Она снимает свитер через голову, делает ловкое движение за спиной, и ее грудь тотчас свободно вываливается из расстегнутого лифчика, и есть в ней что-то одновременно нежное и нелепое. Под ключицей у нее – родинка. Она берет ремень с сиденья, вытягивает во всю длину и щелкает им – звук его оглушителен в тихом салоне, – и легонько обматывает вокруг своих плеч.

– Сделаешь, что скажу? – спрашивает она.

– Сделаю.

– И когда скажу.

Еще кивок.

– Иди сюда, – говорит она, – и узнаем, каково это.

Он подбирается к ней через сиденье.

В конце ремень затягивает ее горло на четвертом отверстии.

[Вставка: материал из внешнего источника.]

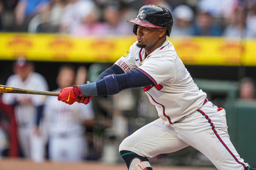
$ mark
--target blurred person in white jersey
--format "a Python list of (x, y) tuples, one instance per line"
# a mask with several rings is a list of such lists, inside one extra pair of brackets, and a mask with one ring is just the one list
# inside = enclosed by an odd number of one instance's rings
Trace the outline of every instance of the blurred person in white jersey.
[[(13, 66), (14, 74), (11, 76), (7, 85), (48, 91), (47, 82), (41, 75), (34, 71), (33, 63), (20, 58)], [(14, 107), (18, 128), (18, 137), (20, 149), (26, 158), (42, 161), (44, 153), (43, 139), (39, 133), (39, 120), (42, 115), (45, 97), (27, 94), (4, 93), (4, 102)]]
[[(59, 92), (74, 83), (76, 71), (72, 65), (60, 68), (57, 78)], [(49, 135), (49, 156), (54, 162), (76, 162), (86, 156), (85, 125), (91, 126), (94, 114), (91, 104), (69, 106), (59, 102), (55, 96), (48, 97), (44, 113)]]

Он возится с застежкой, пока она возится с его джинсами. Она берет его в рот, всего на секунду, а потом отстраняется, поворачивается на сиденье и задирает юбку выше бедер и предстает перед ним без трусиков – будто собака, которая хочет, чтобы ее трахнули. Он видит ее, чувствует ее запах и вскоре оказывается в ней, вонзается с силой, и она кричит, и у нее идет кровь.

– Ой, больно, – говорит она, – ох, туже. Туже…

Он стягивает ремень. На одно отверстие. И еще на одно.

– ТУЖЕ!

Уже туго, насколько возможно.

Он входит в нее, ее руки крепко прижимаются к оконному стеклу, ее тело сотрясается в судорогах, и он поначалу думает, что у девушек это происходит вот так, но когда он выходит и падает на рулевую колонку, скользкий после нее и поникший, она поворачивается в кресле, взмахивает руками. Лицо у нее разрумянилось, глаза выпучены. Он видит, что ей нехорошо, что она умирает, и смотрит на нее несколько секунд, пораженный тем, что натворил: его причиндал снова твердеет при виде ее – а потом она ослабляет ремень и падает на сиденье, резко втягивая ртом воздух, у нее выступают слезы.